Mas la teoría de Matilla mata —aunque poco, como su propio nombre indica— dos pájaros de un tiro: atrae a los «culteros» y anima al chauvinismo merluzo a pensar que aquí hubo una ilustración. El precio es convertir a Goya en una especie de Joaquín Luqui de la no-violencia, un apóstol de la pasividad ante el agravio, un repartidor de estampas bramánicas tratando de persuadir al pueblo de las ventajas del «dexamiento» místico. Sólo que no iban por ahí los ilustrados.
La oposición ilustrada a los toros no fue de índole moral, sino utilitaria. ¡Cuántos lunes perdidos! ¡Ycuántos prados! «Con lo que come un toro de lidia—decían— se puede alimentar a una vaca de leche.» Natural. Pero entonces hay que preguntarse: ¿estaría Goya en el Prado, si hubiera pintado vacas de leche? En las tardes de Manolete, un limpiabotas, cordobés, daba conversación a Foxá: «¿Qué hora es, señorito?» «Las seis y media.» «Él estará matando a su segundo toro.» Pero imaginemos que, en vez de cualquier tarde, hubiera sido cualquier mañana, y que ese mismo limpiabotas, después de preguntar la hora, hubiera dicho: «Él estará ordeñando a su segunda vaca.»

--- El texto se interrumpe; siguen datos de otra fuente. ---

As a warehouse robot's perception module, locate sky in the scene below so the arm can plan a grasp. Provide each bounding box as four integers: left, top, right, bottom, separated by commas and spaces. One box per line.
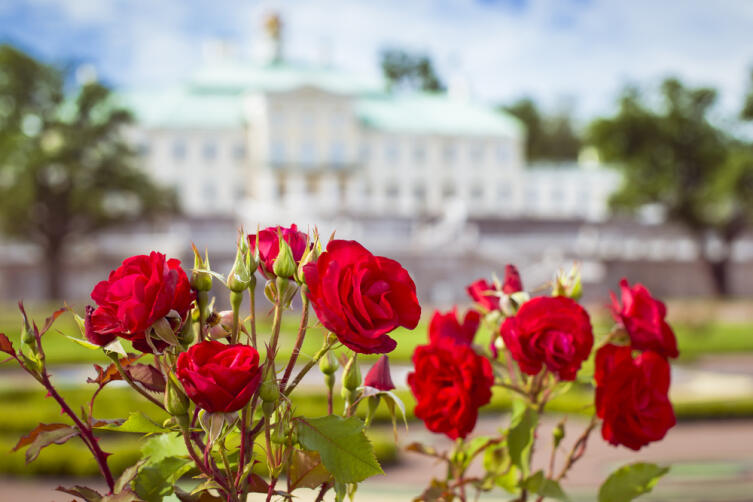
0, 0, 753, 117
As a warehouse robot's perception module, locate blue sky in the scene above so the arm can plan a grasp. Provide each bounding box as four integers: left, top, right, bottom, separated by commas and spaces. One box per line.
0, 0, 753, 116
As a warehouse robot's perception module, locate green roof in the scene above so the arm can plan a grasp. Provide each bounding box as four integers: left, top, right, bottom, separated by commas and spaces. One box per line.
189, 61, 384, 95
357, 93, 524, 138
118, 59, 524, 137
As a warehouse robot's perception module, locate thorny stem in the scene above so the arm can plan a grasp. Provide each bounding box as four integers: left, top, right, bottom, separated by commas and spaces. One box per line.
554, 415, 598, 481
280, 285, 309, 390
113, 357, 165, 410
283, 340, 336, 396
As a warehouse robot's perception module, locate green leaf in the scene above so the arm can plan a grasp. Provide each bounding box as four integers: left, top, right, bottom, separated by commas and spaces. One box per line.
599, 462, 669, 502
141, 432, 188, 464
288, 450, 332, 492
133, 457, 193, 502
507, 400, 538, 476
97, 411, 168, 434
525, 471, 569, 502
12, 424, 78, 464
295, 415, 384, 483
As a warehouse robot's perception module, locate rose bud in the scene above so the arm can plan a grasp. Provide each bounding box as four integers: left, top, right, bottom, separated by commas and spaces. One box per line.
500, 296, 594, 380
87, 252, 194, 352
303, 240, 421, 354
248, 223, 308, 279
363, 354, 395, 391
610, 279, 678, 357
594, 344, 676, 450
175, 340, 262, 413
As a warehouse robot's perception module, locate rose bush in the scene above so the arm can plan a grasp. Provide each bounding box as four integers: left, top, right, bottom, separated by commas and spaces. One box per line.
304, 240, 421, 354
248, 223, 308, 278
175, 340, 261, 413
594, 344, 675, 450
500, 296, 594, 380
610, 279, 677, 357
408, 339, 494, 439
86, 252, 194, 352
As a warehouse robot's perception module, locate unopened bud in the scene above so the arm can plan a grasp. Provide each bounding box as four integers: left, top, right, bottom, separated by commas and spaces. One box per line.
343, 352, 361, 391
191, 246, 212, 291
272, 236, 296, 278
319, 351, 340, 375
552, 264, 583, 301
552, 420, 565, 448
259, 366, 280, 403
165, 374, 190, 426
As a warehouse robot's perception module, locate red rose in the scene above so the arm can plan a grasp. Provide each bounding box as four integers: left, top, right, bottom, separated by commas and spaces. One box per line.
248, 223, 308, 278
500, 296, 594, 380
303, 240, 421, 354
502, 264, 523, 295
175, 340, 261, 413
86, 252, 194, 352
408, 344, 494, 439
610, 279, 678, 357
465, 279, 499, 312
429, 307, 481, 345
594, 344, 675, 450
363, 354, 395, 391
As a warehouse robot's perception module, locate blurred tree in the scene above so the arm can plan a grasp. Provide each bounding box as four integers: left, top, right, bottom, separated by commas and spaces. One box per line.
382, 49, 445, 92
502, 98, 582, 161
589, 79, 753, 295
0, 45, 176, 299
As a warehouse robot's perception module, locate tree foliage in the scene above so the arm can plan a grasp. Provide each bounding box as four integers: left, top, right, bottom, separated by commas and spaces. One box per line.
589, 79, 753, 294
0, 45, 175, 296
381, 49, 445, 92
502, 98, 581, 161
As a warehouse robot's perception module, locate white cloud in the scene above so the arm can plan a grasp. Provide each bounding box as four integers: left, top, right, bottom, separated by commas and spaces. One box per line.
8, 0, 753, 115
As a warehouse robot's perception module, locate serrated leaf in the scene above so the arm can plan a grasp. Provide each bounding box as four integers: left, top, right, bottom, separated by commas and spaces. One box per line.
507, 400, 538, 476
55, 485, 102, 502
288, 450, 332, 492
141, 433, 188, 464
525, 471, 569, 502
295, 415, 384, 483
133, 457, 193, 502
97, 411, 169, 434
63, 335, 102, 350
599, 462, 669, 502
113, 458, 147, 493
126, 364, 165, 392
0, 333, 16, 356
12, 424, 78, 464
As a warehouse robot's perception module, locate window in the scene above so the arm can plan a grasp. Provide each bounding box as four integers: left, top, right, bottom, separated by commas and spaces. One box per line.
329, 141, 345, 166
471, 144, 484, 167
201, 143, 217, 161
233, 143, 246, 161
269, 141, 285, 164
136, 141, 150, 157
358, 143, 371, 164
173, 141, 186, 161
413, 143, 426, 164
497, 143, 512, 164
384, 140, 400, 163
442, 143, 455, 165
300, 141, 316, 166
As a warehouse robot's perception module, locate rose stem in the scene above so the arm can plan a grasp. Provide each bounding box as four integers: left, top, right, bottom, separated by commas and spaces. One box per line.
248, 280, 256, 348
283, 340, 336, 396
555, 415, 598, 481
113, 357, 165, 410
280, 285, 309, 391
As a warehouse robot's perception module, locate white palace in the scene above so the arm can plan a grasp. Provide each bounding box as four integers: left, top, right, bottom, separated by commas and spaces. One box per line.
122, 17, 618, 227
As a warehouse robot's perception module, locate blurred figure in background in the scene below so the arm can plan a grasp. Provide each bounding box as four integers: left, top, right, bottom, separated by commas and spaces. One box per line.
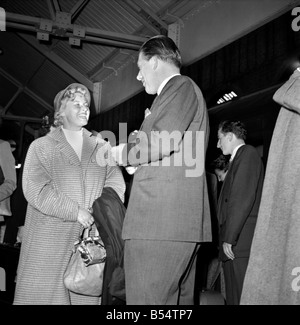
217, 121, 264, 305
0, 139, 17, 243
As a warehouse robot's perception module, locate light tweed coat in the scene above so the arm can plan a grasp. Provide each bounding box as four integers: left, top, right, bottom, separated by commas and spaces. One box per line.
14, 127, 125, 305
241, 70, 300, 305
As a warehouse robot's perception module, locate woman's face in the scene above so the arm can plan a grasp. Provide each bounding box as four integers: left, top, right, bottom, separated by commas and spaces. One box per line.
60, 93, 90, 131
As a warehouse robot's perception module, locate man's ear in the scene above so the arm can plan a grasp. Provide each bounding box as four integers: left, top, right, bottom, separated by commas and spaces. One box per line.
150, 55, 158, 70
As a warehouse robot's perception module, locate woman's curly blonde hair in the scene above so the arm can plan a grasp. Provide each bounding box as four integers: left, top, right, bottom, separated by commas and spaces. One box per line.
53, 83, 91, 127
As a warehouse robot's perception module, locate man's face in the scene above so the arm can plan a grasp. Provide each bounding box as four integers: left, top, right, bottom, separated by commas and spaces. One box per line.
215, 168, 227, 182
61, 93, 90, 130
136, 52, 158, 95
217, 130, 232, 155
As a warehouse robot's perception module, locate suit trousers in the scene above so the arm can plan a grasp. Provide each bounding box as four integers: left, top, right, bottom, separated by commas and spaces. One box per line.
124, 239, 200, 305
223, 257, 249, 305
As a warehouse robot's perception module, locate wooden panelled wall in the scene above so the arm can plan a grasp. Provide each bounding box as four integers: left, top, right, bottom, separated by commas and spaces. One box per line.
90, 12, 300, 165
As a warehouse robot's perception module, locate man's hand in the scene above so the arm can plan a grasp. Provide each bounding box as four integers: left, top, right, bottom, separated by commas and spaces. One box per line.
111, 143, 126, 165
77, 208, 94, 228
223, 243, 234, 260
125, 166, 137, 175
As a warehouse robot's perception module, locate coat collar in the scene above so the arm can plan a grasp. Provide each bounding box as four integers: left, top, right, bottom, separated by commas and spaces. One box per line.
47, 126, 97, 169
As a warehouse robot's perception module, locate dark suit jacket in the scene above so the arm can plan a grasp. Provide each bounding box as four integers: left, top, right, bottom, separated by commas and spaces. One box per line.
93, 187, 126, 305
122, 76, 211, 242
218, 145, 264, 261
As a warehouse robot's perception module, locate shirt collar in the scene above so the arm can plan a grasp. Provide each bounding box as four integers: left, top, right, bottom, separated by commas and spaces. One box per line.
157, 73, 180, 95
229, 143, 245, 162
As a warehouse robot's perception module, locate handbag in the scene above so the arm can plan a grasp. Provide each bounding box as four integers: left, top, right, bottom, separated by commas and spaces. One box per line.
64, 225, 106, 297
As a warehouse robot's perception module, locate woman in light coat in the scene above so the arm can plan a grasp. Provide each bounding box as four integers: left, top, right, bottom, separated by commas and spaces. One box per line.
14, 83, 125, 305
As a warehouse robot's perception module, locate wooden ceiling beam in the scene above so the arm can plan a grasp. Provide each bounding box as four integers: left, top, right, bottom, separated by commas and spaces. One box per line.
118, 1, 160, 34
70, 0, 90, 20
126, 0, 168, 31
6, 12, 147, 46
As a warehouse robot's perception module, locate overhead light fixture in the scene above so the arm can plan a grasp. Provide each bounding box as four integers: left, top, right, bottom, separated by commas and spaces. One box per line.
69, 37, 81, 46
217, 91, 238, 105
36, 19, 53, 41
36, 32, 49, 41
69, 25, 85, 46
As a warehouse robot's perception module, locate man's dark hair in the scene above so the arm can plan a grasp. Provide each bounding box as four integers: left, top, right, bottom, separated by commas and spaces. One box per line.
211, 155, 229, 172
140, 35, 182, 69
218, 120, 247, 141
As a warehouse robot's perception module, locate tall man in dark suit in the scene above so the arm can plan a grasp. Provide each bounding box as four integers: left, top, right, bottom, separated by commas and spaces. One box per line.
112, 35, 211, 305
217, 121, 264, 305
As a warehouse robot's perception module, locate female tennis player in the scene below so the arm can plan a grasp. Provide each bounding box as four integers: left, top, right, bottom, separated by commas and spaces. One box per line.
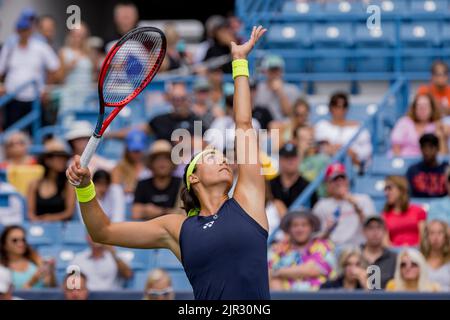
67, 26, 270, 300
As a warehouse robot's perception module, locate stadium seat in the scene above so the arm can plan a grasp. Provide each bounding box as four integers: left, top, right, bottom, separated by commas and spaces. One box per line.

Como en el mito de Fausto y Mefistófeles dice Foxá que el toreo devuelve la juventud a la ciudad envejecida de reglamentos urbanos. Ahora, deducir de la Tauromaquia una antitauromaquia es una interpretación libre, por supuesto, pero inspirada no en la «Enciclopedia», sino en el «Juanito». Por esta razón supongo evidente el triunfo de la exposición en los periódicos.